Backblaze b2 times out irregular

vbs-yvr · January 2, 2024, 9:43pm

I am having issues with Backblaze b2

System.Net.WebException: Error: ConnectFailure (Connection timed out) ---> System.Net.Sockets.SocketException: Connection timed out

There are several threads on the forum about this issue

And few others that say that the issue disappeared by itself for the user.

What I find very strange (and I can’t explain) is the following

I have 1 bucket with 3 different folders
Each folder has own backup 17 MB, 2.2 GB and 1.5 TB
Each of these backups uses the same
B2 Application ID and B2 Application Key and the same encryption key - the folder separation is done because I consider some data critical enough to have it stored more than once even on the remote location.
If I do a test connection - the first 2 backups test successfully - right away.
The 3rd - the biggest backup - times out.
I was able to replicate time out both in UI and CLI (Linux)
I also have a second API key theat is read only and I use for CLI - specifically the compare command
Using Duplicati from the Command Line - Duplicati 2 User's Manual
The CLI test was done on one machine but I utilized both api ID and Key. This machine has duplicati installed but it is not being used (except CLI compare now and then)
the UI was on another machine (that normally runs the backups).
Both machines are on the same OS
I am using Linux - PopOS 20.04
running Duplicati - 2.0.7.1_beta_2023-05-25

Does anybody have ideas what can I do? I did open a case with backblaze (still waiting to hear from them) but my concern is that if same API ID and Key work for one folder it will circle back to the integration (duplicati).

I am quite perplexed with the behavior.

Jojo-1000 · January 2, 2024, 9:48pm

So, it worked in the past with the same folder? How many files are in the remote folder? Maybe the timeout is too short to list them all at once, which is what the test command does.

vbs-yvr · January 2, 2024, 10:00pm

Almost 2 years.
about 71000 files I’ve had about 72500 in the past
1780 GB - I’ve had 1880 GB in the past.

gpatel-fr · January 2, 2024, 11:25pm

Hello

did you setup an alarm when you go beyond hosting bandwidth limits ?
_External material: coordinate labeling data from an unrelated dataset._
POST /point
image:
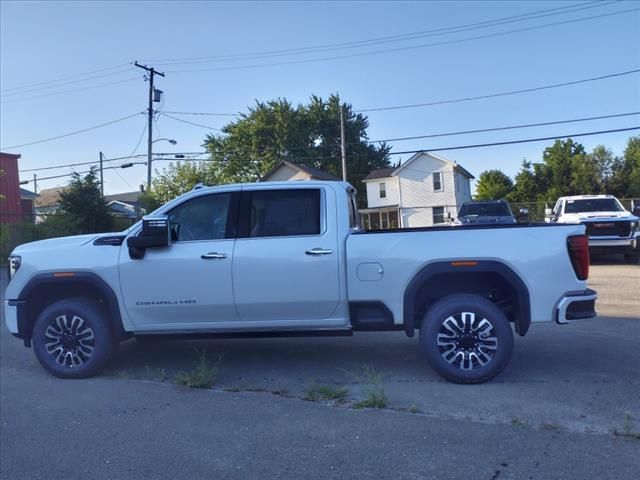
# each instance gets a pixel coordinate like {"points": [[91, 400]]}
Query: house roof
{"points": [[130, 198], [27, 195], [379, 173], [315, 173], [48, 197], [462, 170]]}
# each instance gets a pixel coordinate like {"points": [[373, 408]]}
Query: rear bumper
{"points": [[576, 306]]}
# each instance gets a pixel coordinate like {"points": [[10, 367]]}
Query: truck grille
{"points": [[608, 229]]}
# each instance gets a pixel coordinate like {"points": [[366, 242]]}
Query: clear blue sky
{"points": [[41, 41]]}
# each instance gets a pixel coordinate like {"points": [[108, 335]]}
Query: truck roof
{"points": [[585, 197]]}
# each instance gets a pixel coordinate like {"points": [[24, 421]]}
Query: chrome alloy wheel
{"points": [[69, 340], [467, 341]]}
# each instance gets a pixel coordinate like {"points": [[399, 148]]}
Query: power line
{"points": [[426, 149], [458, 100], [51, 94], [435, 135], [510, 127], [459, 147], [77, 164], [190, 123], [95, 77], [405, 48], [205, 113], [512, 142], [390, 38], [500, 94], [65, 78], [73, 133]]}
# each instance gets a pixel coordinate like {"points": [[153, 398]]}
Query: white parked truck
{"points": [[288, 258], [609, 225]]}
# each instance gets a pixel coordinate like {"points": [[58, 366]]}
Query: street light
{"points": [[149, 153], [170, 140]]}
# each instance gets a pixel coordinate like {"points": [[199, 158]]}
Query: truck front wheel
{"points": [[71, 338], [466, 338]]}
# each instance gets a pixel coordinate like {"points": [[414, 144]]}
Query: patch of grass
{"points": [[155, 374], [628, 430], [324, 393], [518, 422], [550, 426], [375, 394], [204, 373], [376, 398]]}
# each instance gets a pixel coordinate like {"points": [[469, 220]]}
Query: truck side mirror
{"points": [[155, 233]]}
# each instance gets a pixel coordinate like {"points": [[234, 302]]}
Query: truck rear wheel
{"points": [[466, 338], [71, 338]]}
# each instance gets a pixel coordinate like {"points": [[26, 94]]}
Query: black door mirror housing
{"points": [[155, 233]]}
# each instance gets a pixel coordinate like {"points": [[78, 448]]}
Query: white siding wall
{"points": [[418, 196], [464, 189], [373, 192]]}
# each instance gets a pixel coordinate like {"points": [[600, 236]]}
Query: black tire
{"points": [[466, 354], [71, 338]]}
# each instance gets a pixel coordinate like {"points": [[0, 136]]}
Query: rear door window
{"points": [[282, 213]]}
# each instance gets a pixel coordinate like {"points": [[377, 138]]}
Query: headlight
{"points": [[14, 264]]}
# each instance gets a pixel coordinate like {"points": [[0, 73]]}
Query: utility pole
{"points": [[101, 175], [152, 72], [343, 146]]}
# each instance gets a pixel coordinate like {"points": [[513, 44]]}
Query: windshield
{"points": [[498, 209], [593, 205]]}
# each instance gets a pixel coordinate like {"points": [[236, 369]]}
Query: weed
{"points": [[156, 374], [515, 421], [323, 393], [627, 428], [376, 396], [204, 373], [550, 426]]}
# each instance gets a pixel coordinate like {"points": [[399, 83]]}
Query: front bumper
{"points": [[15, 319], [576, 306]]}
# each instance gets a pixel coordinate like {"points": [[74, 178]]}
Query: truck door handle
{"points": [[319, 251], [213, 256]]}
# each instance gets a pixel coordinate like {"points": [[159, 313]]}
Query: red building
{"points": [[17, 205], [10, 207]]}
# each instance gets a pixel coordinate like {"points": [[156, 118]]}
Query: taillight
{"points": [[579, 254]]}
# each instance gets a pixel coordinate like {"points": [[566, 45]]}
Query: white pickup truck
{"points": [[609, 225], [288, 258]]}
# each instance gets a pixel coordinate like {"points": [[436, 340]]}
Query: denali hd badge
{"points": [[165, 302]]}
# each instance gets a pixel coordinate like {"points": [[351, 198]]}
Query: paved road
{"points": [[551, 414]]}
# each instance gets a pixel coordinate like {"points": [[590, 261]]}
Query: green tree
{"points": [[625, 171], [561, 161], [493, 185], [277, 130], [82, 207], [528, 184]]}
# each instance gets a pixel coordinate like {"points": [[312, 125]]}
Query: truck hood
{"points": [[595, 216], [54, 243], [484, 219]]}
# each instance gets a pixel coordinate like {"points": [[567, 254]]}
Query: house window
{"points": [[437, 181], [438, 215]]}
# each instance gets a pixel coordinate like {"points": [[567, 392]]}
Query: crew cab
{"points": [[288, 258], [609, 225]]}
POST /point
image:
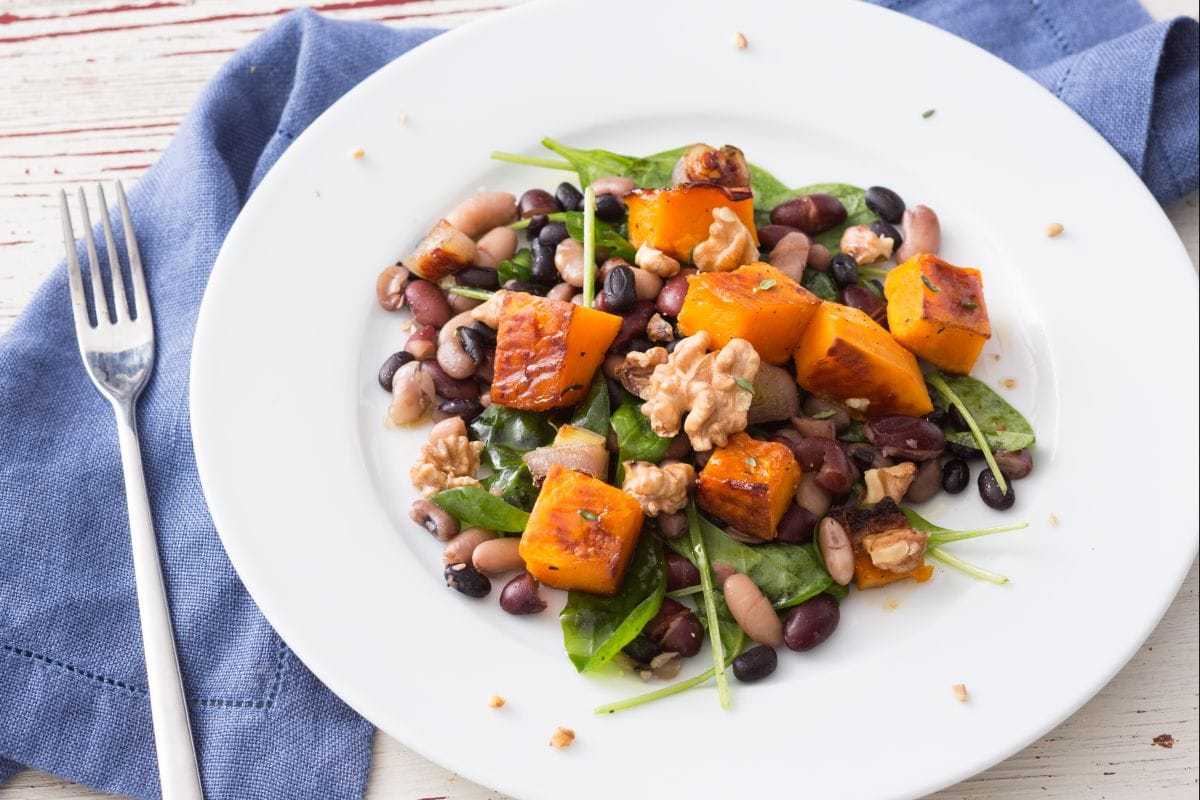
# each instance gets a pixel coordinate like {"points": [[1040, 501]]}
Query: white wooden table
{"points": [[94, 90]]}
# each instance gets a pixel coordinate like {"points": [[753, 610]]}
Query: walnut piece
{"points": [[729, 245], [899, 549], [659, 488], [888, 481], [448, 461], [635, 371], [657, 262], [865, 246], [705, 386]]}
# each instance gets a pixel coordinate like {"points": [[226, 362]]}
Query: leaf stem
{"points": [[471, 292], [970, 569], [532, 161], [942, 386], [714, 623], [589, 246]]}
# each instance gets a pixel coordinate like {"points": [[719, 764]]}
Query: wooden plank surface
{"points": [[94, 90]]}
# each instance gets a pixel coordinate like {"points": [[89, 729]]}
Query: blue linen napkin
{"points": [[72, 698]]}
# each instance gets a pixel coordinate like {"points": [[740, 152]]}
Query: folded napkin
{"points": [[72, 681]]}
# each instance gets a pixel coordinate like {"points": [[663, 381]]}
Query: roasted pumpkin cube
{"points": [[845, 354], [676, 220], [936, 310], [581, 533], [547, 352], [755, 302], [749, 483]]}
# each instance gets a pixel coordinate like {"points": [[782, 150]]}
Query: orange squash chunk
{"points": [[581, 533], [737, 306], [868, 576], [676, 220], [547, 352], [845, 354], [936, 310], [749, 483]]}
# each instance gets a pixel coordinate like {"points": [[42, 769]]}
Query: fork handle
{"points": [[178, 771]]}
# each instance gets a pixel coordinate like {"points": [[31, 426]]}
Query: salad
{"points": [[700, 402]]}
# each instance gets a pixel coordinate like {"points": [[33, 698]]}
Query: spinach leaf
{"points": [[519, 268], [786, 573], [1002, 426], [593, 413], [472, 505], [595, 629], [821, 284]]}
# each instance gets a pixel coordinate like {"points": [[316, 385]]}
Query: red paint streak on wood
{"points": [[138, 126], [6, 18]]}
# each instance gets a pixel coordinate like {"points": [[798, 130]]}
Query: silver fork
{"points": [[118, 353]]}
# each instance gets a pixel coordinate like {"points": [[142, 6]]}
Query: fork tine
{"points": [[97, 286], [121, 313], [78, 299], [141, 295]]}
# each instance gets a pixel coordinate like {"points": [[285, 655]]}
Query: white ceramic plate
{"points": [[1096, 328]]}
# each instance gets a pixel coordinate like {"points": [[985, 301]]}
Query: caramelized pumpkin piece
{"points": [[749, 485], [755, 302], [547, 352], [581, 533], [845, 354], [676, 220], [936, 310]]}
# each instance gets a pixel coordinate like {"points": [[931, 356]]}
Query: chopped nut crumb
{"points": [[562, 738]]}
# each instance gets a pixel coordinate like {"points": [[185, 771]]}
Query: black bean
{"points": [[811, 623], [681, 572], [844, 270], [619, 289], [479, 277], [989, 489], [796, 525], [955, 475], [537, 202], [755, 663], [467, 579], [882, 228], [885, 203], [610, 208], [570, 198], [394, 362], [520, 595]]}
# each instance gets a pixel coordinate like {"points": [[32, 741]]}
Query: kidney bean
{"points": [[813, 214], [1014, 464], [520, 595], [867, 301], [885, 203], [796, 525], [925, 483], [394, 362], [467, 579], [429, 302], [755, 663], [811, 623], [673, 293], [955, 475], [989, 489], [537, 202], [681, 572], [569, 198], [906, 437]]}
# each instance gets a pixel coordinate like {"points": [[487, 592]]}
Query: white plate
{"points": [[1097, 328]]}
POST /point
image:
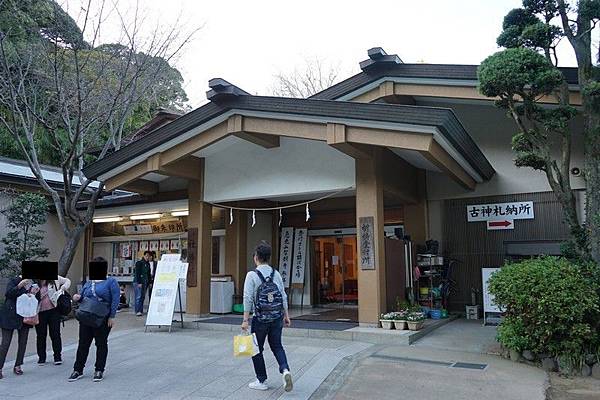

The timeout is possible however if I understand the B2 driver correctly, the b2-page-size limits the amount of data in a single http transaction to 500 by default, so it’s not sending the 71000 file names at a time. You can try to fiddle with http-operation-timeout in the backend options nonetheless.

BTW, if you want to have some very precious data duplicated in a remote location, you can setup free accounts for less than 5 GB (sometimes even more than that) with other providers.

vbs-yvr · January 3, 2024, 12:55am

I am a bit lost - sorry - can you clarify please?

Is this an option in duplicati?
On the B2 - I have set limits but I never reached them.

I never changed this setting so it is 500 recommendation 100 to 1000

This is not set
The setting is saying
This option changes the default timeout for any HTTP request, the time covers the entire operation from initial packet to shutdown
Default value: “”

By measuring I can see that each line “Listing remote folder” is about 3 min. I can try increasing the above to see if it is going to change.

When it is failing on CLI I am seeing

Enter encryption passphrase: 
  Listing remote folder ...
  Listing remote folder ...
  Listing remote folder ...
  Listing remote folder ...
  Listing remote folder ...

System.Net.WebException: Error: ConnectFailure (Connection timed out) ---> System.Net.Sockets.SocketException: Connection timed out
  at System.Net.Sockets.SocketAsyncResult.CheckIfThrowDelayedException () [0x00017] in <a85c1a570f9a4f9f9c3d2cfa5504e34f>:0 
  at System.Net.Sockets.Socket.EndConnect (System.IAsyncResult asyncResult) [0x0002f] in <a85c1a570f9a4f9f9c3d2cfa5504e34f>:0 
  at System.Net.WebConnection.Connect (System.Net.WebOperation operation, System.Threading.CancellationToken cancellationToken) [0x00006] in <a85c1a570f9a4f9f9c3d2cfa5504e34f>:0 
  at System.Threading.Tasks.TaskFactory`1[TResult].FromAsyncCoreLogic (System.IAsyncResult iar, System.Func`2[T,TResult] endFunction, System.Action`1[T] endAction, System.Threading.Tasks.Task`1[TResult] promise, System.Boolean requiresSynchronization) [0x00021] in <12b418a7818c4ca0893feeaaf67f1e7f>:0 
--- End of stack trace from previous location where exception was thrown ---

When it CLI is working (simply compare feature)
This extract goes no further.